Startling new finding: 600 million years ago, a biological mishap changed everything

If life is effectively an endless series of photocopies, as DNA is transcribed and passed on from one being to the next, then evolution is the high-stakes game of waiting for the copier to get it wrong.

Too wrong, and you’ll live burdened by a maladaptive mutation or genetic disorder. Worse, you might never live at all.

But if the flaw is wrong in exactly the right way, the incredible can happen: disease resistance, sharper eyesight, swifter feet, big brains, better beaks for Darwin’s finches.

In a paper published in the open-access journal eLife this week, researchers say they have pinpointed what may well be one of evolution’s greatest copy mess-ups yet: the mutation that allowed our ancient protozoa predecessors to evolve into complex, multi-cellular organisms. Thanks to this mutation — which was not solely responsible for the leap out of single-cellular life, but without which you, your dog and every creature large enough to be seen without a microscope might not be around — cells were able to communicate with one another and work together.

Incredibly, in the world of evolutionary biology, all it took was one tiny tweak, one gene, and complex life as we know it was born.

“It was a shock,” co-author Ken Prehoda, a biochemist at the University of Oregon, told The Washington Post. “If you asked anyone on our team if they thought one mutation was going to be responsible for this, they would have said it doesn’t seem possible.”

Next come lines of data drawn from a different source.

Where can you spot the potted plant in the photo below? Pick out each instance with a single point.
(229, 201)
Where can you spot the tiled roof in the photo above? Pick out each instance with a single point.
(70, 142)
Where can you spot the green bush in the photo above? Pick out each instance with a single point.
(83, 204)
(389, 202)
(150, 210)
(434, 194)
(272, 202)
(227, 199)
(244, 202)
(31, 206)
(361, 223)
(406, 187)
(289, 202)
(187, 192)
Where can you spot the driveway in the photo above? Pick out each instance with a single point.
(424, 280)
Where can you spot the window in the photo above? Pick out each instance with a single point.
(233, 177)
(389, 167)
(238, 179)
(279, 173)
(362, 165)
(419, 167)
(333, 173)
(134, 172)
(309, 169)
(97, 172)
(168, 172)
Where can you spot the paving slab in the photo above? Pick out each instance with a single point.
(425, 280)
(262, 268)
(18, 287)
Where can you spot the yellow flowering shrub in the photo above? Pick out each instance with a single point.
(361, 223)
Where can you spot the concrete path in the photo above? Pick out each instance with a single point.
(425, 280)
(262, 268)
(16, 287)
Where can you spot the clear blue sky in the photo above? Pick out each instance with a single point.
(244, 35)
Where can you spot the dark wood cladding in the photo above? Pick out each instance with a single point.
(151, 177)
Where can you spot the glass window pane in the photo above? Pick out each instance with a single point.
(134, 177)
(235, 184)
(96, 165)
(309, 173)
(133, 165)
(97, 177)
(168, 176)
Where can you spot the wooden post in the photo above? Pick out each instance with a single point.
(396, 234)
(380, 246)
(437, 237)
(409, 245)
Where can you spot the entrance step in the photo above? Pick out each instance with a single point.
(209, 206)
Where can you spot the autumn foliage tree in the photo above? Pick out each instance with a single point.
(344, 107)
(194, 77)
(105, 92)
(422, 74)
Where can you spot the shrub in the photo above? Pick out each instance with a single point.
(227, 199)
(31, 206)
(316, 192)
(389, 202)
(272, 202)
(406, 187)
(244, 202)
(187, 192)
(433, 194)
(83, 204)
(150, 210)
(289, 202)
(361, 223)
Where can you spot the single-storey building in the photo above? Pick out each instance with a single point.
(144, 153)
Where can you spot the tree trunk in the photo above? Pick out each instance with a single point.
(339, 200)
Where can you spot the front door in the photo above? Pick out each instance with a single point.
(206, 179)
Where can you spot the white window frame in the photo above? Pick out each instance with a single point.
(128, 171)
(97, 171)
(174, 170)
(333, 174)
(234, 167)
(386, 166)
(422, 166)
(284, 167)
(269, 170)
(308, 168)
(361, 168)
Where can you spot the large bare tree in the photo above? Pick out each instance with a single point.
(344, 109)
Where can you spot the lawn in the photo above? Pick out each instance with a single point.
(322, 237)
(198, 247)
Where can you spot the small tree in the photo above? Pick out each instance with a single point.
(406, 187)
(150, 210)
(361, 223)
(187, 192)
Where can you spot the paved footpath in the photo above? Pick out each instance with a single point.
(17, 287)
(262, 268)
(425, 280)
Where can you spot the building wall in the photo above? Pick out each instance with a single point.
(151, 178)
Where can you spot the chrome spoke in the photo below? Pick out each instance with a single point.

The discovery was made thanks to choanoflagellates — tiny balloon-shaped creatures that are our closest living unicellular cousins — and a cool bit of evolutionary time travel known as ancestral protein reconstruction, which allows scientists to resurrect the genomes of long-dead creatures based on their modern descendants’ DNA.

In this case, the reconstruction took Prehoda and his colleagues back about 600 million years, when ancient beings no bigger than a single cell swam through vast shallow seas covering what are now continents. There’s pretty much no fossil record from this period — what kind of fossil could be left by something smaller than a pinhead? — so insights into life at that time rely on researchers’ imaginations and intense scrutiny of modern DNA.